At no point is Facebook ever making the self directed decision to show an ad to someone that doesn't positively match some criteria that the advertiser specified. That would be wild, and as I said, that's not how Facebook sells ads.


No, it's not selected criteria. Your POV seems focused on an easily explainable classification style model. However, Ads (or any recommender) ML models have been using black box neural networks for a long while now. Lookalike audiences are most commonly used when the Advertiser does not know the criteria - instead hoping FB/Google can magically match their ads with users who are "similar" in web activity or whatever, and hopefully lead to conversions.

It's hard to explain a black box, but for eg, a Todo list SaaS company uploads a list of customers most likely having a diverse set of interests and behaviors. The NN matches more users that all seem like they'd be likely to buy such a SaaS because it figured they're in the market, or have disposable income, or maybe have searched for productivity solutions, or maybe have browsed some competitors, or have the same apriori but unrelated actions as someone who ended up doing the above or a combination of all of these.

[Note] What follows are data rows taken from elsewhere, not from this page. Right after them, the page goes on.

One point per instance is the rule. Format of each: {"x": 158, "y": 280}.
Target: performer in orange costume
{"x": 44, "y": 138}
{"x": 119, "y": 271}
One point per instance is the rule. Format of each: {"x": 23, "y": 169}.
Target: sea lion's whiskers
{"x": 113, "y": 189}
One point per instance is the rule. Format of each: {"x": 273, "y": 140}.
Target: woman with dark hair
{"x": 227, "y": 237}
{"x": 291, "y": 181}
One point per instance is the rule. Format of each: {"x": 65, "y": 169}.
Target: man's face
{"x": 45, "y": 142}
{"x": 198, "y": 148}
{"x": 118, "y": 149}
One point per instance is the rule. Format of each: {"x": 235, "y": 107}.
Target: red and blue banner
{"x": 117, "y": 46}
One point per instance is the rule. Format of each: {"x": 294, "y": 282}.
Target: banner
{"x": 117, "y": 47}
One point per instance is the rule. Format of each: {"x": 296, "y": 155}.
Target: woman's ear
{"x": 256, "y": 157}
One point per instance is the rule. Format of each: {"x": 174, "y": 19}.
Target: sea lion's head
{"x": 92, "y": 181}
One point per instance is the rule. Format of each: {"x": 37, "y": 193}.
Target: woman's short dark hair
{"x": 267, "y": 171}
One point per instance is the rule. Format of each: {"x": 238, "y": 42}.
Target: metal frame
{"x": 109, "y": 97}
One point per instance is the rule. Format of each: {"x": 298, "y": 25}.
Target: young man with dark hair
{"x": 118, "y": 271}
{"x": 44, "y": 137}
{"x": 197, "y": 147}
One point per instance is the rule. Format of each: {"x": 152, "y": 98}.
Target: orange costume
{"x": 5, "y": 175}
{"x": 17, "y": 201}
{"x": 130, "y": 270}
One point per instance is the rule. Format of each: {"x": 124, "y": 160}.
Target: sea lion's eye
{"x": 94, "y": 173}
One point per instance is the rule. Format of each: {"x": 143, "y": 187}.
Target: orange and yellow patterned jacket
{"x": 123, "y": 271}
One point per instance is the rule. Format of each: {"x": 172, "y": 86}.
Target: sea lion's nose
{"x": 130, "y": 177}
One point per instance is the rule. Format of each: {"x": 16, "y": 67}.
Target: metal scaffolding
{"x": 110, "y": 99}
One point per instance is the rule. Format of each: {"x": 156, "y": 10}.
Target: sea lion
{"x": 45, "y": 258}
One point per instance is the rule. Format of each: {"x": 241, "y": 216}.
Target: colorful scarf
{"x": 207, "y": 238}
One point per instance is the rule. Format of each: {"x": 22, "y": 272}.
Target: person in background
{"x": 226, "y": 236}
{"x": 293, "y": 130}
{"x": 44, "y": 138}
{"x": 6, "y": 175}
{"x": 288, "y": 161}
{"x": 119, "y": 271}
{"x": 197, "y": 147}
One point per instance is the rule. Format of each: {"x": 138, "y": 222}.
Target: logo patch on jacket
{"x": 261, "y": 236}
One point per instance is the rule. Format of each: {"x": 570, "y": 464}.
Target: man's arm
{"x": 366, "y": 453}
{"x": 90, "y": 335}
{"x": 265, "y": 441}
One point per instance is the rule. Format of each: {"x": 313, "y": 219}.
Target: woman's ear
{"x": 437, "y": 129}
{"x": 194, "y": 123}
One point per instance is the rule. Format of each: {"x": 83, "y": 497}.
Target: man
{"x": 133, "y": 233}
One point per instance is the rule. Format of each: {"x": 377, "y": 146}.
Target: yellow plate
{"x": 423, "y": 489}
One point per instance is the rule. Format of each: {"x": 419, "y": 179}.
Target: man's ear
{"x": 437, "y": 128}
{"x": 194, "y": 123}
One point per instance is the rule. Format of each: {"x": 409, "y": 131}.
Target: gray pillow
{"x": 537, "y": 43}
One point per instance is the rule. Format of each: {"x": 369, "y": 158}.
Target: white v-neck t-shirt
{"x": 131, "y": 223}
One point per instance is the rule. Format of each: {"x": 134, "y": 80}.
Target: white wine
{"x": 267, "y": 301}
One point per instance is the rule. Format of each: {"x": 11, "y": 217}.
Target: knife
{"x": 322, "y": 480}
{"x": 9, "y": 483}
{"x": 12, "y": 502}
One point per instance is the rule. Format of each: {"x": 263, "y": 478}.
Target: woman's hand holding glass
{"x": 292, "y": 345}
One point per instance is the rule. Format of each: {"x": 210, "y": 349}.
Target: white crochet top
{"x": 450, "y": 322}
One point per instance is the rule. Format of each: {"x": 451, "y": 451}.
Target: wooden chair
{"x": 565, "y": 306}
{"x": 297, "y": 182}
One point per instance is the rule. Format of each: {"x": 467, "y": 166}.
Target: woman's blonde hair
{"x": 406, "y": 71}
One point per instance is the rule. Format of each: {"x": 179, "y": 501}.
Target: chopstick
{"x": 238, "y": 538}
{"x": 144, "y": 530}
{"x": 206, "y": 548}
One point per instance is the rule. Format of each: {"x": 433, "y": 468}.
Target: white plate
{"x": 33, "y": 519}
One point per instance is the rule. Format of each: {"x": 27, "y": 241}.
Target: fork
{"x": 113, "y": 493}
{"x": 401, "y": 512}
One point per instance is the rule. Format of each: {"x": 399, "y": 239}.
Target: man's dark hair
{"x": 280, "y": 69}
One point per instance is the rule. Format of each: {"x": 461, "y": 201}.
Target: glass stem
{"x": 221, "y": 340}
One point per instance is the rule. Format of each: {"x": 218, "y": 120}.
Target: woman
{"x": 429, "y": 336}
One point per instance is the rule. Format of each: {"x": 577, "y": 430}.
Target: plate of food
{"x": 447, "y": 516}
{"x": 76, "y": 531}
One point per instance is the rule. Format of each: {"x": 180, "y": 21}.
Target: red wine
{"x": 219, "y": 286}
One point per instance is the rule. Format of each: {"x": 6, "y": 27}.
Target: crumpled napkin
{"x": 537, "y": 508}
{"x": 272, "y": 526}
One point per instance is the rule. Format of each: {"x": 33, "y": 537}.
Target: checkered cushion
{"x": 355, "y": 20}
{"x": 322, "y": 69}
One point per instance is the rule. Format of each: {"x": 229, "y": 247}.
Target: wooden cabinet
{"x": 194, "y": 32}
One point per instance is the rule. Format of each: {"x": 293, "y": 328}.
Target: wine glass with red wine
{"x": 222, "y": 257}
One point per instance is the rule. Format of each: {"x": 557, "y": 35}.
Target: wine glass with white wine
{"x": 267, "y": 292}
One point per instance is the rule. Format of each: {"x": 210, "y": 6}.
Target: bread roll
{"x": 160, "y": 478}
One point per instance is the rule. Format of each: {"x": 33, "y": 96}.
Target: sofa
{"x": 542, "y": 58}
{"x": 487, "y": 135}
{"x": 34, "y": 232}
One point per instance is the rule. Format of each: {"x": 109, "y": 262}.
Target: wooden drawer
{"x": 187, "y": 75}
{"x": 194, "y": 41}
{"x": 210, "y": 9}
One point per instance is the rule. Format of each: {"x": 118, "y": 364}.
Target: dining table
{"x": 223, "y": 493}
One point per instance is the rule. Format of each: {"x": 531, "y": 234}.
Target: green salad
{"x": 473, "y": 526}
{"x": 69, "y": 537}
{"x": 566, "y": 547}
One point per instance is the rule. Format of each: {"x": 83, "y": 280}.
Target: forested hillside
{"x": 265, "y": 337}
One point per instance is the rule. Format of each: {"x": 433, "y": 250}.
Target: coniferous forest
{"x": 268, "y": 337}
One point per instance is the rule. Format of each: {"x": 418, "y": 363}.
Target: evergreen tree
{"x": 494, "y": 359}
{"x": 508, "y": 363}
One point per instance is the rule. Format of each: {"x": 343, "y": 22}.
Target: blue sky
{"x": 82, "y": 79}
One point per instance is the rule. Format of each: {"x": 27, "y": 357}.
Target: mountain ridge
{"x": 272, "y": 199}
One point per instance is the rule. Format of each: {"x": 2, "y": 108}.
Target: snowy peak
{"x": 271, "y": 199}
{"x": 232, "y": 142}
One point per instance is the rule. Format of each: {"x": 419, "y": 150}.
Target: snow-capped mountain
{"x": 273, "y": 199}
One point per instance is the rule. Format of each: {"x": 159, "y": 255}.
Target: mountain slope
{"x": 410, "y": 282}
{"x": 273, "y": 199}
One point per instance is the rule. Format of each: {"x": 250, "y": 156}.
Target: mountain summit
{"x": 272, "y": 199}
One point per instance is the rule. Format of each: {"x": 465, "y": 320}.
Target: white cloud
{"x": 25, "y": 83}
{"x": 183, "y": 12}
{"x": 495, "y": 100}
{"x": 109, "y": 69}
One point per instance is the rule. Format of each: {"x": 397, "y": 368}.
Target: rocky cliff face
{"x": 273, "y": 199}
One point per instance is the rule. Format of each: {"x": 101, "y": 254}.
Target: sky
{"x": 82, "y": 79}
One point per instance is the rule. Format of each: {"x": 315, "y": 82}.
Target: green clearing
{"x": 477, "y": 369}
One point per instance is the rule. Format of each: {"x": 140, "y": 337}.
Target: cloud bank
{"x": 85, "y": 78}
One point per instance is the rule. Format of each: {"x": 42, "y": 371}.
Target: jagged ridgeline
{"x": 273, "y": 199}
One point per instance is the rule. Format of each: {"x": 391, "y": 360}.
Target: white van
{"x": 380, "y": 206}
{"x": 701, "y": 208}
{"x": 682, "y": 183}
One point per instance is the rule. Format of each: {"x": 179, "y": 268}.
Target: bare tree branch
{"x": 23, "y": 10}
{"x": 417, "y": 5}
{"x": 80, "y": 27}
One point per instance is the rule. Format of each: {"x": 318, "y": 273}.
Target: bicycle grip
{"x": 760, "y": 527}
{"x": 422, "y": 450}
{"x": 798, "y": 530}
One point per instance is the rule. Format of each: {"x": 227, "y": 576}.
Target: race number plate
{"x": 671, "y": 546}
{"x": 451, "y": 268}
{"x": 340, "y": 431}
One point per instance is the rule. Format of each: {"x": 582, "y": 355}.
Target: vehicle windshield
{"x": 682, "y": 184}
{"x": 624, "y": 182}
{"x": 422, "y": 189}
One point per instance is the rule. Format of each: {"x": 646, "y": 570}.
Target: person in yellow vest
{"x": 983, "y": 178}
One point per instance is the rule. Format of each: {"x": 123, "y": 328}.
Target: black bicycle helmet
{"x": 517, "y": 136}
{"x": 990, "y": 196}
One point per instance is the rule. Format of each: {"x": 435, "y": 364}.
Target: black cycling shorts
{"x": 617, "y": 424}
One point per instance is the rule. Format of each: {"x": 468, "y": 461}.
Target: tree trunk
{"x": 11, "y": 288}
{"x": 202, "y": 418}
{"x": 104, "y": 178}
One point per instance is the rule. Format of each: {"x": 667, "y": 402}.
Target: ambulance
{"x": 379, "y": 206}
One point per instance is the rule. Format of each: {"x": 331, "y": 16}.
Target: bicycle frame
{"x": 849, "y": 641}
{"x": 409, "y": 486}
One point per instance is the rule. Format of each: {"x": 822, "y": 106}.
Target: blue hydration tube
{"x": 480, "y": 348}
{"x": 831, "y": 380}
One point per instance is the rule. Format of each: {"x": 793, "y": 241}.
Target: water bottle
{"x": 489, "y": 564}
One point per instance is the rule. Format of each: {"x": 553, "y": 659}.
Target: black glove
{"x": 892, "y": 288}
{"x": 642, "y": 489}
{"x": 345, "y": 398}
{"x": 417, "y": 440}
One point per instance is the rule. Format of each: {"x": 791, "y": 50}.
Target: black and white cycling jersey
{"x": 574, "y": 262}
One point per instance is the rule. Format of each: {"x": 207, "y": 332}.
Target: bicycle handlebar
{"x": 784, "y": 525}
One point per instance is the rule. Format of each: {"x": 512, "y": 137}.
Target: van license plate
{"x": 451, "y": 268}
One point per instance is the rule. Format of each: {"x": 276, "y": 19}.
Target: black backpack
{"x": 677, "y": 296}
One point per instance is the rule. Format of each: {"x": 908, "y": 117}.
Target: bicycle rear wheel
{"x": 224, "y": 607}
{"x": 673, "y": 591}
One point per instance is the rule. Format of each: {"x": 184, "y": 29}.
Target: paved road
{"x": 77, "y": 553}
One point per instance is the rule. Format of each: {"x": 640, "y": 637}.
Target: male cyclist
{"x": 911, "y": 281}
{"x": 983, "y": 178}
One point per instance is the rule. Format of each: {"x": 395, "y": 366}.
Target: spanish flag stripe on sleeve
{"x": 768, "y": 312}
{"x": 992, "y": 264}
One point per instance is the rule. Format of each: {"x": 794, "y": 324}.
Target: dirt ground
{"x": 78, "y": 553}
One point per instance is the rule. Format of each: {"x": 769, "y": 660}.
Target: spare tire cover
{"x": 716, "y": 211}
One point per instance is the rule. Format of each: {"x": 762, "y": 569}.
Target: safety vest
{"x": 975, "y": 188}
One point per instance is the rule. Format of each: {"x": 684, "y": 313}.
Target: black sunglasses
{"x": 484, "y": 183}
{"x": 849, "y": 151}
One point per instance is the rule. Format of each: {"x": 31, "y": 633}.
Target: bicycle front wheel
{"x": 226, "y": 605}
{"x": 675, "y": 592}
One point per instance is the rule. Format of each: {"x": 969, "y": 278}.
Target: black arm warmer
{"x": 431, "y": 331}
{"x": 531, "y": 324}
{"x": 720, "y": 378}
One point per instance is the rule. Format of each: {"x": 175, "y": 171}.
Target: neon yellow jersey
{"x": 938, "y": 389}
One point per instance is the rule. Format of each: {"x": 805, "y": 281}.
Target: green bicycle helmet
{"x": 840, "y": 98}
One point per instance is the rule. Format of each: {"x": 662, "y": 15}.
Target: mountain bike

> The NN matches more users that all seem like they'd be likely to buy such a SaaS because it figured they're in the market, or have disposable income, or maybe have searched for productivity solutions, or maybe have browsed some competitors

If the audience you provide has none of these attributes, there's no way for it to magically intuit that you want these things from your customers. The neutral net doesn't know what a to-do list is or who uses one. It doesn't know the price of your service. The only thing happening is it's determining which of the signals about the users in your source audience are the most impactful. By supplying the source audience, you're supplying criteria for who your ads should be shown to.

Whether you're explicitly setting those things or not, you're still supplying criteria. You can't swap this system for a recommendation system, they don't work the same way at all.


They do have a checkbox "Sell to gay men"?


Incidentally they removed the checkbox for LGBT targeting in 2022, but that doesn't mean you can't get the same results with other targeting options.